Industry News
Mexico’s Urbi Teams Up With Aureos Latin America Fund
6 July 2010
(Dow Jones) July 6, 2010 – Mexican home-construction company Urbi Desarrollos Urbanos SAB said Tuesday that it has reached an agreement with Aureos Latin America Fund to boost its rent-to-buy option for home sales, aimed at potential buyers of low-income houses who aren’t otherwise eligible for traditional mortgage loans.
Urbi said that under the scheme, ALAF, as the private equity fund run by Aureos Capital Ltd. is known, will finance the initial stage of sales made through the rent-to-buy program.
Potential home buyers who don’t have access to mortgages through government-run housing funds Infonavit or Fovissste, or access to bank loans, can obtain a home and have six months to pay the first 10% of its value as a down payment. If that goal is met, the buyer qualifies for a mortgage loan from government housing development bank Sociedad Hipotecaria Federal, or SHF, covering the remaining 90%.
Urbi, based in the northwestern city of Mexicali, said sales through the accord with ALAF are expected to be equivalent to 12% to 15% of its projected revenue over the next four years. The agreement will complement its existing rent-to-buy program–Alternativa Urbi–which is expected to account for an additional 12% of revenue. Urbi sold 42,100 homes in 2009, generating revenue of 13 billion pesos ($1 billion).
Instead of Urbi keeping the homes in inventory for the six-month period, Aureos will pay Urbi and be the deed-holder through a trust until the buyer receives a mortgage loan. That will allow the company to increase its sales without further pressuring its working capital needs, Investor Relations Director Antonio Jorge said in a telephone interview. Urbi has limited its existing rent-to-buy program to 2 billion pesos ($154 million).
The agreement doesn’t mean the company is changing its guidance for 2010–Urbi is targeting 10% revenue growth this year–but it could help raise sales in the future, Jorge added.
Aureos said in a press release that the financing scheme “represents an excellent opportunity to invest in the low-income sector in a more efficient and profitable way. It also broadens the opportunity for foreign investors to enter a sector that generally has been dominated by domestic investors.”

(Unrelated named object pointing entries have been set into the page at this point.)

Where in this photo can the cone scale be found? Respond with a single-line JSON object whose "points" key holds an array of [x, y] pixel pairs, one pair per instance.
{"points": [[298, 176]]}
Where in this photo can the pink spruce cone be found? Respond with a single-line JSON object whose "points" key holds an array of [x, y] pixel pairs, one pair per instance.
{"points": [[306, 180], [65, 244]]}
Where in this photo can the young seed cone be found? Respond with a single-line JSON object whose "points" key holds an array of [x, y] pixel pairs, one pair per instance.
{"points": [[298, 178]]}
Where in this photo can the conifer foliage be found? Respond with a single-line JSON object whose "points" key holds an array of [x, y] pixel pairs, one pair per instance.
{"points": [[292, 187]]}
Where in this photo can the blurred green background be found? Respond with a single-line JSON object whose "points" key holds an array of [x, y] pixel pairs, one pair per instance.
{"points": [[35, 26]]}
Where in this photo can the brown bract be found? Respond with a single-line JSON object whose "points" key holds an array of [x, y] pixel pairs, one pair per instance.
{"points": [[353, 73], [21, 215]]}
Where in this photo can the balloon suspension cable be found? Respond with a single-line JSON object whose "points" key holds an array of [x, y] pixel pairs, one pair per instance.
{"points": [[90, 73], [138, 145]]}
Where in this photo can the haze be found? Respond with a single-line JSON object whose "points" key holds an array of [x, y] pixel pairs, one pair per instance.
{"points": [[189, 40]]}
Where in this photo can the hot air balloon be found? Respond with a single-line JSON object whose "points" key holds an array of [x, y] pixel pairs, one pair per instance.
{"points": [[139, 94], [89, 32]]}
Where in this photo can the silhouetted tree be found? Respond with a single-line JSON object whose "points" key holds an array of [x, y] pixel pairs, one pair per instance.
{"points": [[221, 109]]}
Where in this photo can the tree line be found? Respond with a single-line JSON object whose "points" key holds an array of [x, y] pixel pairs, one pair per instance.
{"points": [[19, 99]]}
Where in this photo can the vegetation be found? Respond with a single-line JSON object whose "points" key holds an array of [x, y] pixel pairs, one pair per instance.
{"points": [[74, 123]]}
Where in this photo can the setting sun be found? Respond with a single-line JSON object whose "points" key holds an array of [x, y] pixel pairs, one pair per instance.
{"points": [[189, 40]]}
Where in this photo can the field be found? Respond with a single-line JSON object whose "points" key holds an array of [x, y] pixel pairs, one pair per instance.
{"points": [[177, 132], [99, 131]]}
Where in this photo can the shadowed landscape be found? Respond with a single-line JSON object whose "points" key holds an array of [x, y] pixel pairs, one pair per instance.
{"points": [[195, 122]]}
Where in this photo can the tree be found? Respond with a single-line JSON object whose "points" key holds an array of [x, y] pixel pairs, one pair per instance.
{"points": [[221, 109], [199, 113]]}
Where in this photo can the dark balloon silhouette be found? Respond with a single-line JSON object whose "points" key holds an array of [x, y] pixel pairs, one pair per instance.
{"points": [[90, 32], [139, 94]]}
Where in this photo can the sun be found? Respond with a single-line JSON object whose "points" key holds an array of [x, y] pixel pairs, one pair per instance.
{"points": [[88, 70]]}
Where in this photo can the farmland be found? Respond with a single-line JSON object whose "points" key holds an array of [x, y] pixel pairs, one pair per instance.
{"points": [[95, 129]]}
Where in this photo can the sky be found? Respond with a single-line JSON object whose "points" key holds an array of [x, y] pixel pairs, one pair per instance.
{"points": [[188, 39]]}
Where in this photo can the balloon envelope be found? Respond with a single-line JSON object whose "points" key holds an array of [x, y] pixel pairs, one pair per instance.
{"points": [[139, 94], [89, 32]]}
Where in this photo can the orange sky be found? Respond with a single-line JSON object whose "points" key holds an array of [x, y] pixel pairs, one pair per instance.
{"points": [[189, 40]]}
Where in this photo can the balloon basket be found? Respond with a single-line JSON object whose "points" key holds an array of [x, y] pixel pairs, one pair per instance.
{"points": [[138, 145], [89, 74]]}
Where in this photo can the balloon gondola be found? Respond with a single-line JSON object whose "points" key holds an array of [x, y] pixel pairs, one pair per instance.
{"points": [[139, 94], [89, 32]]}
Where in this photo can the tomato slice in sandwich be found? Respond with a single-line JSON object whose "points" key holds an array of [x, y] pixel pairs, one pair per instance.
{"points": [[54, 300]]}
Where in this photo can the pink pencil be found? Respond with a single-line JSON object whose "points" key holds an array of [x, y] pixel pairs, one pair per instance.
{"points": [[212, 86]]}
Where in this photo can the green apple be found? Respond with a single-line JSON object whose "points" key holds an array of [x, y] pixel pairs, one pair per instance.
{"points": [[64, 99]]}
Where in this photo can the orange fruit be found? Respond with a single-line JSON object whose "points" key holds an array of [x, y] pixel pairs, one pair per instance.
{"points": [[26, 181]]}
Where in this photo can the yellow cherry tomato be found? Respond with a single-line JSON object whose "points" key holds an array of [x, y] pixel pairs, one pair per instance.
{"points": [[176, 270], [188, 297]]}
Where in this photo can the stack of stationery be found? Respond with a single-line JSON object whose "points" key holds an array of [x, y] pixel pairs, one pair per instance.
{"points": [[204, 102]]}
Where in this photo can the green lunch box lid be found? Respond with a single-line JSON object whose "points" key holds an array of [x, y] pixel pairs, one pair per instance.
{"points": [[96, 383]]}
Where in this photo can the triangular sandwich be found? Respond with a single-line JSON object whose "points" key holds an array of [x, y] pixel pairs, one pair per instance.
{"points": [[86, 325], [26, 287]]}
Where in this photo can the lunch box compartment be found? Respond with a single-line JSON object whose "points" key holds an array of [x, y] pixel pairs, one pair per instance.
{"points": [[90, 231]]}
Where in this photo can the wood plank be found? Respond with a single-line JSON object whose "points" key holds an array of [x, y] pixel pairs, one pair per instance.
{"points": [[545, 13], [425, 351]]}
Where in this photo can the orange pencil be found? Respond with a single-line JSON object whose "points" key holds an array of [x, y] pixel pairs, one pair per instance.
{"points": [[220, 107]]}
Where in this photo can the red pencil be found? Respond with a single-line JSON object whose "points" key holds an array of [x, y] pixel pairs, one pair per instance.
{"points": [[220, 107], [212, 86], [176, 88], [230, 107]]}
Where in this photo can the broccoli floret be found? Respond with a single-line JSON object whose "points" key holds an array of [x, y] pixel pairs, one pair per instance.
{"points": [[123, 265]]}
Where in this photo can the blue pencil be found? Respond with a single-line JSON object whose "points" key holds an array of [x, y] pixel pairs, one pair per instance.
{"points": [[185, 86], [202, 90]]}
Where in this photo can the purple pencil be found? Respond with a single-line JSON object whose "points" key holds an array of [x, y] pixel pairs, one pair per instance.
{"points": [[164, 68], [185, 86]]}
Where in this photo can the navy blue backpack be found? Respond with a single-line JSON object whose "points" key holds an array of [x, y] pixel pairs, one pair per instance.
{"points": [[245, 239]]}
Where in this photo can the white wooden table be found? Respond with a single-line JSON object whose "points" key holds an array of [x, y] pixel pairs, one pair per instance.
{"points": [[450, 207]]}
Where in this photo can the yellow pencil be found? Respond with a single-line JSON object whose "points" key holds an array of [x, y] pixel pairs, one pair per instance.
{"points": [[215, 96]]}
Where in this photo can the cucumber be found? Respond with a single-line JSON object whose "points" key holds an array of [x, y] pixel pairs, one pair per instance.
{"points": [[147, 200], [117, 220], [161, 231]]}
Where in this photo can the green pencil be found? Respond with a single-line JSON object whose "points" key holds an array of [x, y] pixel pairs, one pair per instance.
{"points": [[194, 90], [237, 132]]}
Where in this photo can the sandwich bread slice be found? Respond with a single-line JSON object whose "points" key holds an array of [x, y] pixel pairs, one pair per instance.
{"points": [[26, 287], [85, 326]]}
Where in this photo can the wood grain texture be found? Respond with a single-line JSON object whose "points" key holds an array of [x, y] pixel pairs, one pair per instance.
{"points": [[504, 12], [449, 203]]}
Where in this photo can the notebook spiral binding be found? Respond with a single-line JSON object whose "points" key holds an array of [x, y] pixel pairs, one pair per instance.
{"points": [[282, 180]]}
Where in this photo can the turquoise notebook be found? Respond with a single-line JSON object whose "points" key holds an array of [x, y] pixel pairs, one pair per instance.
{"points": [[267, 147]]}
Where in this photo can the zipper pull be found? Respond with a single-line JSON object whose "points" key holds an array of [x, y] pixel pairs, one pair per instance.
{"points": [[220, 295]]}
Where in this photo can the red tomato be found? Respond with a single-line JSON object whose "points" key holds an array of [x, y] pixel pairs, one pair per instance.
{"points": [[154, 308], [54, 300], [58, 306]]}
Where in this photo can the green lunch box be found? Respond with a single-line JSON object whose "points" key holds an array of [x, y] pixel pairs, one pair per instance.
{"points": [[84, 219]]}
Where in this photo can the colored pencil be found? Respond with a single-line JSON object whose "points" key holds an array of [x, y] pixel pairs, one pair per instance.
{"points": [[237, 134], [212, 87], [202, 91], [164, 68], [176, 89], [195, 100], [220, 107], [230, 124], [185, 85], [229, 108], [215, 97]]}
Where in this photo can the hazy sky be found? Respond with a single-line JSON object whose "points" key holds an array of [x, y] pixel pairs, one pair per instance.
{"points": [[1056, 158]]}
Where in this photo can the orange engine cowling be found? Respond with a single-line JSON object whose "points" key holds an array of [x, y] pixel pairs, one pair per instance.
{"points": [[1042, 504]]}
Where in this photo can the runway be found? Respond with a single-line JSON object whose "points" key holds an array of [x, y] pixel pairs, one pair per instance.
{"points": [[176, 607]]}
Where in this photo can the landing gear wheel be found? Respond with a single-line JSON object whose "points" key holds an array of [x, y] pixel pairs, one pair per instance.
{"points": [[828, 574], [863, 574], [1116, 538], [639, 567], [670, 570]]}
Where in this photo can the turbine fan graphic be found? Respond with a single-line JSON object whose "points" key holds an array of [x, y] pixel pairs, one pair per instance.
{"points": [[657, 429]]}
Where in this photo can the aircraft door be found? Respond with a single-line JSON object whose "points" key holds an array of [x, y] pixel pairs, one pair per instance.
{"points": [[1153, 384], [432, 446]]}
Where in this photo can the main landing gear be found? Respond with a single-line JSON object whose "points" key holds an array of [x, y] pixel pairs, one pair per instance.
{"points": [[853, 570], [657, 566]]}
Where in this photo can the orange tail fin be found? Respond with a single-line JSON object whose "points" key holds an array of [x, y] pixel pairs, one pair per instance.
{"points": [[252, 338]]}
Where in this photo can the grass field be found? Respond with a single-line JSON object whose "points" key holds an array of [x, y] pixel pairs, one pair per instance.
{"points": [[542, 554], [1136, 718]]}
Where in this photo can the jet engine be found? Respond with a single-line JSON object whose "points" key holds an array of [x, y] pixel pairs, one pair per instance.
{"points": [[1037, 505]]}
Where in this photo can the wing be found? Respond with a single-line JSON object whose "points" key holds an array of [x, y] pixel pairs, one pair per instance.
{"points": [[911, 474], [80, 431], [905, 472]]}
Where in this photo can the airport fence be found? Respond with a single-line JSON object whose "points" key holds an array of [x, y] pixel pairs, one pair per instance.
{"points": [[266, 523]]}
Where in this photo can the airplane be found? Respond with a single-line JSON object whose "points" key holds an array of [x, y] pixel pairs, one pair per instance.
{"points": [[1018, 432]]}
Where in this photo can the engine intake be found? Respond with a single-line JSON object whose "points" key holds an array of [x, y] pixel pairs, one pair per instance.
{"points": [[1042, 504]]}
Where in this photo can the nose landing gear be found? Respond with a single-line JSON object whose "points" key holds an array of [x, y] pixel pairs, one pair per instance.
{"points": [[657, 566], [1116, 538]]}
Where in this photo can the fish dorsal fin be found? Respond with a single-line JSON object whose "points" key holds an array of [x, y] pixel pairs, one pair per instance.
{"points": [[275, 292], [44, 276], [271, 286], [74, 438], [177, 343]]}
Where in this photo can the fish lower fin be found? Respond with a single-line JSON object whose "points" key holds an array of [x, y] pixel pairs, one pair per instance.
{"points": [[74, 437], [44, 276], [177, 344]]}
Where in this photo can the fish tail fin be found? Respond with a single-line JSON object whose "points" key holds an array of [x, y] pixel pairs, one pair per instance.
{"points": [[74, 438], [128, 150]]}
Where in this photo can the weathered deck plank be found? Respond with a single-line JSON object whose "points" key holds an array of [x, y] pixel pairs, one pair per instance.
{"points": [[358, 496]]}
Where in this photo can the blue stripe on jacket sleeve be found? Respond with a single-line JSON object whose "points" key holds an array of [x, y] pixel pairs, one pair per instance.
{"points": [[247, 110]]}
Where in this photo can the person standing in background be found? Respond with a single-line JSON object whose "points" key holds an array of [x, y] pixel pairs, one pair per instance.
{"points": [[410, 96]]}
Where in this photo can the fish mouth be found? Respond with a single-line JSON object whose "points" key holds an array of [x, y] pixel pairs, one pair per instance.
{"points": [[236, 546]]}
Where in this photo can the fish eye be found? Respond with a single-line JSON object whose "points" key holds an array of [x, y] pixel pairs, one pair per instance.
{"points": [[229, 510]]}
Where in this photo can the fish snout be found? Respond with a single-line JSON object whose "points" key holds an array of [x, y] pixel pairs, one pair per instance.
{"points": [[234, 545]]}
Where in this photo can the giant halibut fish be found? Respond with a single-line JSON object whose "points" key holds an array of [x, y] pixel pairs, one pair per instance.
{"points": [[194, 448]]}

The rent-to-buy option targets a large segment of the population made up of workers who have regular income but aren’t on payrolls, and therefore lack traditional housing benefits or access to bank loans.
The National Statistics Institute estimates that 12.5 million people are employed or work in the informal economy, out of a total workforce of about 46 million. That makes a large market for home builders to tap.
The government-run Infonavit, the country’s largest mortgage lender, also seeks to extend benefits to workers in informal employment. Infonavit said Tuesday it’s committing MXN500 million for up to 2,000 home loans to domestic workers, of which it said there are as many as 1.7 million in the country. The program would allow employers to register workers such as cooks, maids, or drivers with Infonavit on a voluntary basis, making monthly contributions on their behalf.